Are we all now living in a pipe dream Wish List economy since state terminology changed us from citizens to customers?

From the health service, through education,  the workplace and benefits' system, dominated by  computerization and the internet,  Katherine Soper's Bruntwood prize-winning play Wish List strikes a timely Kafkaesque note

Agency worker Tamsn (Erin Doherty) is setting off for her first day at a fulfilment centre. No, it's not a place where all her dreams will be fulfilled but the storage and packing warehouse of an internet mail order company.

She's taken a zero-hours' contract job while her mentally ill younger brother Dean (Joseph Quinn) has had his benefits suspended and possibly taken away altogether.

Allocated a role packaging goods from the conveyor belt,  she finds the heat is on - both literally and figuratively in the oppressively hot working conditions.

She dons the hi-vis vest and uncomfortable plastic boots provided but it's a job where she's just as much a consumer as a worker, paying for a locker and accruing points, although these are not for loyalty but penalties working like warnings which can lead to dismissal.

And rather than simply being computer programmed, the productivity targets seem deliberately set up for failure and to keep the worker psychologically cowed.

Even though they are in competition, she forms a bond with fellow worker Luke (Shaquille Ali-Yebuah). He can afford to be more of more ducker and diver, indulging in apparently undetected petty theft from the firm and covering for Tamsin's relatively inept efforts. For he is off to join another, but less bottom-of-the-pile, conveyor belt, to college and a job in the ambulance service.

Directed by Matthew Xia, Erin Doherty gives a finely tuned performance as Tamsin, a teen dealing with problems which would break many a seasoned adult. Ali-Yebuah has a boyish charm as co-worker and her brother's former schoolmate Luke.

This is in some ways a perfunctory play with plenty of facts written to a template with a seemingly realistic structure giving way to something more fantastical after a bout of drinking, a dream and with the now almost-obligatory-in-new-writing rendition of a song from recent pop culture, in this case Meatloaf's Bat Out Of Hell.
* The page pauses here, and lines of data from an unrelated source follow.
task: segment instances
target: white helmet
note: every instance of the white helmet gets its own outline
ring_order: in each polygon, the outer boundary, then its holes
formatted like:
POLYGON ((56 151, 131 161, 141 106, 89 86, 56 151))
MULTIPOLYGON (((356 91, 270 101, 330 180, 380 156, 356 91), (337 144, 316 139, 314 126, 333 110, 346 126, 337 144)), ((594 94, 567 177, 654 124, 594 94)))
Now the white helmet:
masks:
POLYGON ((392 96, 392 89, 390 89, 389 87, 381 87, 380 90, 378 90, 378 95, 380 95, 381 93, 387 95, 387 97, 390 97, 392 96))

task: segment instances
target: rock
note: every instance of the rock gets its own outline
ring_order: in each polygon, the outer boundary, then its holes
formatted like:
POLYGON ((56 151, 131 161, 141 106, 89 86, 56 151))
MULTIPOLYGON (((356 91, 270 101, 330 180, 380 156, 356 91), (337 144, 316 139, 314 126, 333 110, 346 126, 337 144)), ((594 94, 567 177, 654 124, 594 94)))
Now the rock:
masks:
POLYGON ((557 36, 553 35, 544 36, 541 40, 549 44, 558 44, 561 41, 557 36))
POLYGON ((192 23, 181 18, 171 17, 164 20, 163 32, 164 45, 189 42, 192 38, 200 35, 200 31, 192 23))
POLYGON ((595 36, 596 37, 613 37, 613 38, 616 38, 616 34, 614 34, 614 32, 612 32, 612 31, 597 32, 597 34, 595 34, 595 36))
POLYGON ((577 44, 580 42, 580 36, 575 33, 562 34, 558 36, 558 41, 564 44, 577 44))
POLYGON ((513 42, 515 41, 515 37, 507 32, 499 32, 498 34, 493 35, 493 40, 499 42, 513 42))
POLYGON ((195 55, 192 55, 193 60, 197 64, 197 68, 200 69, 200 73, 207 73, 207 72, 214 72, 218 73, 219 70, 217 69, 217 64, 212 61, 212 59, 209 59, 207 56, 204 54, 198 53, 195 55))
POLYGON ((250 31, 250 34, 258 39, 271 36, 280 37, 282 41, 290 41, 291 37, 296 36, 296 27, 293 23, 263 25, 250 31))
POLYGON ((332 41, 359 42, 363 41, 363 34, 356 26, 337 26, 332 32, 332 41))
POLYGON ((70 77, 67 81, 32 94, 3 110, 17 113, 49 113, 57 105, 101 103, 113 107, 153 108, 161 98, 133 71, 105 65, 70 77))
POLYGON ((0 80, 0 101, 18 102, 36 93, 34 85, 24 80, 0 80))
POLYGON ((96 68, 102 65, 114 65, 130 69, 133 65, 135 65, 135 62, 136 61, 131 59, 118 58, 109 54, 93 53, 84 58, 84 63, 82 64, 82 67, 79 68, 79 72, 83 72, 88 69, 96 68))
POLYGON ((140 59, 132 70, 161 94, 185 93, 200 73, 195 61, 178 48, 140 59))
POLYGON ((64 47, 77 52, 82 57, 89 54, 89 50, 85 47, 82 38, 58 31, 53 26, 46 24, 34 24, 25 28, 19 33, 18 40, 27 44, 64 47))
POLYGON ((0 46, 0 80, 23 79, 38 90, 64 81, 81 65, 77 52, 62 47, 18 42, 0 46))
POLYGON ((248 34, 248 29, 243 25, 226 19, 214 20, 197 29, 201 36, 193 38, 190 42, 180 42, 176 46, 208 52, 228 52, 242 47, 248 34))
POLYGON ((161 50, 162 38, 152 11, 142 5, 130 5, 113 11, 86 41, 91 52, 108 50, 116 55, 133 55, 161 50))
There are also elements which beg basic practical questions. Wouldn't Tamsin have gone to the Citizens Advice Bureau rather than trying to cope alone? Where is Dean's GP? How can Dean afford an internet connection and to keep a bank account as well as the copious amounts of hair gel he orders for his obsessive compulsive disorder? It does sometimes radiate an actorly concentration on character at the expense of some of the practicalities.

Nevertheless, it's the arrangement of ideas behind this play that does herald an original voice, even if the execution of the script feels a little clumsy and the play overlong. There is a clever merging of school, the health service, benefits' system and the warehouse work - in short, much of life - in a bingo game of chance and cheating.

It also reminded TLT that in the 1950s a flurry of time-and-motion style baby "experts" advised, impossibly, that babies should only be fed and picked up at set times and other mechanical tips.  Ready, some critics of this type of parenting said, for working in factories.

It seems that the times have come full circle in this twenty first century play without the increasing affluence that accompanied the post Second World War economy. It's an upper range amber light for a promising debut play from a writer who brings an understanding of how this working environment is now  moulding lives outside the warehouses in a work-unfair state.